Firstly, it sits in a very popular media entry site, sandwiched between international news and Latest Video (of… stuff, I guess), below an article about free pastries at McDonalds and above local news (predominantly about COVID). The context is negligible or confusing at best. In what context am I being asked how I feel about polls? Apparently one in which I am also interested in a McDonalds Apple Pie while self-isolating and reading about how things are going far away from me.
Secondly, look at the nature of the question: “Do you like taking polls?” The question can be answered 3 different ways:
- Yes, I like taking polls.
- No, I do not like taking polls.
- No, I do not like taking polls, but I do anyway, because I can’t help myself.
The first one is easy – yep, like taking polls, so I’m going to check that box.
The second one has got to be facetious – if I do not like taking polls, I’m not going to take your poll. The results you get with this poll will not reflect the actual population that likes or does not like taking polls, and will skew heavily towards those that like taking polls. You’re not going to get the volume of “No’s” that reflect reality, because your poll does not have ESP and can’t read my mind as I register what it is asking me, reflect that I don’t like polls, and therefore do not engage. (The fact that I’m engaging this much on my blog and yet still won’t click your damn button illustrates this).
The third one is even better — I do not like taking polls, but I am unable to stop myself from grasping my mouse and clicking that button (or taking my finger and poking at it). What is being measured here is the impetus of the user to click a button because they like the little dopamine rush they get when they click a button; and likely has nothing to do with polls per-se.
The results of this poll will be useless — they will be heavily skewed towards the first and third answers, and, if the respondents who would represent the second one actually behave in the manner the poll suggests they behave, they would not be represented at all. What’s wrong with a useless poll?
This useless poll will probably drive someone’s decision, somewhere. It will either drive a marketing choice (have more polls! people love taking them!), an editorial choice (we should make polls on the front page every day!), or a behavioral choice (people love clicking things, let’s add more clickable content!). Which then will drive other behaviors and choices, and what you end up with are ad-filled, click-bait-filled pages of no material use for those of us who just wanted the facts.

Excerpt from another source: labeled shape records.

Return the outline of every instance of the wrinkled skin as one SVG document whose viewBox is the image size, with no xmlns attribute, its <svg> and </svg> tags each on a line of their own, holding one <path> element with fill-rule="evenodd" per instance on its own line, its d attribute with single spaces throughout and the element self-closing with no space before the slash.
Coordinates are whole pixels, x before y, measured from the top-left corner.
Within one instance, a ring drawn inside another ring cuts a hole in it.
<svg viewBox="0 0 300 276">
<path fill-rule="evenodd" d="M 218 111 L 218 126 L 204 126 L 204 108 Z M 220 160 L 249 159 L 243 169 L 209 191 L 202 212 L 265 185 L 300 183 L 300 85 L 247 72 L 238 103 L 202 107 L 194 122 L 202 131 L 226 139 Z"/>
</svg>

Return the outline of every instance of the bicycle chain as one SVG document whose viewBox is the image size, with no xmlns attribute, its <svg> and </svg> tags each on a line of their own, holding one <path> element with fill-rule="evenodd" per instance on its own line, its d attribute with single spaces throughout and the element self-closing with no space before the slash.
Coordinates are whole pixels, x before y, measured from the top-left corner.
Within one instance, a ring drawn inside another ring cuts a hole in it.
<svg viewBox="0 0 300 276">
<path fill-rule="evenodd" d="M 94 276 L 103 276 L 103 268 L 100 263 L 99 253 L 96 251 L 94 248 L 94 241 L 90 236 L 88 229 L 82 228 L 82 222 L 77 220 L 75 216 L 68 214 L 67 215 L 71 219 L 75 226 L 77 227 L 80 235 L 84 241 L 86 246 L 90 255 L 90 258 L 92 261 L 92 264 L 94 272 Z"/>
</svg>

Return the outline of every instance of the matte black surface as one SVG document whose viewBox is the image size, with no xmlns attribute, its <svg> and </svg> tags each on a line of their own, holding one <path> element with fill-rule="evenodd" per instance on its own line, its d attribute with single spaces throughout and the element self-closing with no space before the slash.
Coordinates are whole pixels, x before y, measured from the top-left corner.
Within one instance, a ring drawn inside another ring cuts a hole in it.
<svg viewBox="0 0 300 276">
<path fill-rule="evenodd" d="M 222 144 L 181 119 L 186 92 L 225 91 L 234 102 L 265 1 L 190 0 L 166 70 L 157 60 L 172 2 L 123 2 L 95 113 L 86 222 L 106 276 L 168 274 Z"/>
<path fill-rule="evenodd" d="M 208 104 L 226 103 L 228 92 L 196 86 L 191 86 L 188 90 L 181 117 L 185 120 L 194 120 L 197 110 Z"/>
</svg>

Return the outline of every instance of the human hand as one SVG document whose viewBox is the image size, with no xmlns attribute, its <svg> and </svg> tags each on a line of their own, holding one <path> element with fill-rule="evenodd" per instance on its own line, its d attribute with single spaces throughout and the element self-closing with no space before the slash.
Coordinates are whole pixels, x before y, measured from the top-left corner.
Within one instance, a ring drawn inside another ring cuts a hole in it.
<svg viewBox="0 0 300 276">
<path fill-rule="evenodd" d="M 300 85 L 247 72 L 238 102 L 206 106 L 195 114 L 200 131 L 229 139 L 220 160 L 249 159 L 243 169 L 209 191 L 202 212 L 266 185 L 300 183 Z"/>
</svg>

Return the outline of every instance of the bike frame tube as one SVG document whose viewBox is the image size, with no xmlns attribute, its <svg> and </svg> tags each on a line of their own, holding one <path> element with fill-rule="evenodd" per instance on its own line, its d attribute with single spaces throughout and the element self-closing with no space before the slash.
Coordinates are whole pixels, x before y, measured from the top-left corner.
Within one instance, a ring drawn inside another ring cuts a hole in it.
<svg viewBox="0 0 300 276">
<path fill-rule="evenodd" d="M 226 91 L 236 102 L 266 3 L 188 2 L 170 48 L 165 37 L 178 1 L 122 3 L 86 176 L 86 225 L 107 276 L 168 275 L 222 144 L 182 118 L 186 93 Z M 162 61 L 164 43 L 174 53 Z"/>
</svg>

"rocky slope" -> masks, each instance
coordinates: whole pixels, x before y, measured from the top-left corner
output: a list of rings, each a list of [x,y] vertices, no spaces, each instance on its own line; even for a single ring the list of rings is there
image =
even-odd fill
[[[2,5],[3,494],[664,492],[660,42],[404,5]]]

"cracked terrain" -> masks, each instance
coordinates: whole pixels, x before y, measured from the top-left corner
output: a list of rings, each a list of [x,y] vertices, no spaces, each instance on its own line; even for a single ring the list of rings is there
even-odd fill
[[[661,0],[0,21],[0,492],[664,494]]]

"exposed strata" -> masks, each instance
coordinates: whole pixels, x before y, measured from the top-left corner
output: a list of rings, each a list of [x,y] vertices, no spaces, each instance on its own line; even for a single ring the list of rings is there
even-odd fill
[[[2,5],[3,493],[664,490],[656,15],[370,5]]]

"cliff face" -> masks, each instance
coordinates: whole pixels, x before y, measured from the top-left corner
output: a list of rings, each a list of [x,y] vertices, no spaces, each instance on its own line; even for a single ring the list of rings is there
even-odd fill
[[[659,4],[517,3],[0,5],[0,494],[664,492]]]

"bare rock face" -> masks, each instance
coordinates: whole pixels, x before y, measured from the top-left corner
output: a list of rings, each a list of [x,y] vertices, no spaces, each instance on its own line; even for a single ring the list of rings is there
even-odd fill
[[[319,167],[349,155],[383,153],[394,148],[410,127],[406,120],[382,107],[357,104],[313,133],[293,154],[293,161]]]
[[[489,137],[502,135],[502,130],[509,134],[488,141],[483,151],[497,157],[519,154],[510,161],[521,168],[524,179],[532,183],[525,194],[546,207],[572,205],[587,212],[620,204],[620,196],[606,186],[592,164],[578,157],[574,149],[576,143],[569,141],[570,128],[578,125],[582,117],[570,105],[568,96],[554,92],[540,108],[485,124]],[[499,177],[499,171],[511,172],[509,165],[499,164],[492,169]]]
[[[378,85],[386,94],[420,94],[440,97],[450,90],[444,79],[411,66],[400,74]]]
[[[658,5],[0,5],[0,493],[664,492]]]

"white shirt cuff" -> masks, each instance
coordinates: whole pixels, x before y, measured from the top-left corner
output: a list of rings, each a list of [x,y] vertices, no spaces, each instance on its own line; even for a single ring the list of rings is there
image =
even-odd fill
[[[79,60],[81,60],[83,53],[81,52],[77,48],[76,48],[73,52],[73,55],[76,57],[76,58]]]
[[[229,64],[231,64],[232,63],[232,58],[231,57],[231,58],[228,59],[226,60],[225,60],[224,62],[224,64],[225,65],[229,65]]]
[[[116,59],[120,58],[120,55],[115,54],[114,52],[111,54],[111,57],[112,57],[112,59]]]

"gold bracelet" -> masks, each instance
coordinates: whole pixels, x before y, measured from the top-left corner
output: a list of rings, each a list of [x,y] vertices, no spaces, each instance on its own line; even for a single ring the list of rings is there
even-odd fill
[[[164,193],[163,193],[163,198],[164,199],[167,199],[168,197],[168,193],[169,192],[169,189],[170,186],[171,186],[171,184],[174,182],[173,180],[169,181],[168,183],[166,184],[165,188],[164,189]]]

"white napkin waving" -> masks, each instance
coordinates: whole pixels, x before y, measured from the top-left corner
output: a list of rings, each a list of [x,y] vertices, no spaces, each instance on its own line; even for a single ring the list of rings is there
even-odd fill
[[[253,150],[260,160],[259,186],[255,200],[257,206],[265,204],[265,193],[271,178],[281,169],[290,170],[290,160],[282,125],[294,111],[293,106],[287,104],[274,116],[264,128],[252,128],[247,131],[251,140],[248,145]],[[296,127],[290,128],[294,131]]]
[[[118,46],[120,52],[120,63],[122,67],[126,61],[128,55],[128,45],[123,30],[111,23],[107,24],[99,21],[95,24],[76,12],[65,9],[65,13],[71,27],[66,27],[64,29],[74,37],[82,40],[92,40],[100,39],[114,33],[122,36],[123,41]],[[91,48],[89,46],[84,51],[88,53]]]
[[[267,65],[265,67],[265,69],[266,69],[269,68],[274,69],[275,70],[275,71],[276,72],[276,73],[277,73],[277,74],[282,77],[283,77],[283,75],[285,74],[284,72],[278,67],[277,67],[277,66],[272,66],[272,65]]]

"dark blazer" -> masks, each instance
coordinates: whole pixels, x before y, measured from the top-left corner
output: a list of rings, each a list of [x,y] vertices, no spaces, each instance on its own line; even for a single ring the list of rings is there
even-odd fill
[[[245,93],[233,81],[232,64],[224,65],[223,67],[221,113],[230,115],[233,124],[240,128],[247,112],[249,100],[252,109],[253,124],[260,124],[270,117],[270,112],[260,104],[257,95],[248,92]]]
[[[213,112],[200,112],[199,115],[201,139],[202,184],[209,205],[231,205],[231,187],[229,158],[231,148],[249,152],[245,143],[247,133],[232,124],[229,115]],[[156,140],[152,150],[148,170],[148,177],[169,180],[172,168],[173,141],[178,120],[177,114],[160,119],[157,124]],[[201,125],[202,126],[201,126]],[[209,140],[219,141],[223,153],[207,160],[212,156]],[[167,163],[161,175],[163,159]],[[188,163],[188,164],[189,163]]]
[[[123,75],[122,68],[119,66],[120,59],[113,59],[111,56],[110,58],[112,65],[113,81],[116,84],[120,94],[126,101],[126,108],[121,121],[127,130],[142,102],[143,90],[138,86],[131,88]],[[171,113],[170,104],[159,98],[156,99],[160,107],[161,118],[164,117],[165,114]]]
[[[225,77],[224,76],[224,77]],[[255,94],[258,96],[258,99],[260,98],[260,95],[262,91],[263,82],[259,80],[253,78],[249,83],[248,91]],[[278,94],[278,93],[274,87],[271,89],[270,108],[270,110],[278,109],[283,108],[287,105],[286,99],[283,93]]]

This is just an innocuous, stupid little poll about polling. What happens when it looks like it’s a legit poll about how people feel about COVID? Or the economy? Or healthcare? Or personal freedoms? The output of that drives more of the hysteria machine, of course, because now we know how to cater to our clickers– they care about the economy so let’s tell them what is happening with it, but not objectively — let’s not share specific data points with a holistic view; let’s instead concentrate on the Stock Market. Or on the jobs data — but not all the jobs data, just the ones we think will drive the most clicks.
Ironically this means that those of us who would like all the data, so we can make informed choices, absent of editorial sway and anxiety exacerbation, have to click *more* … to dig it all out.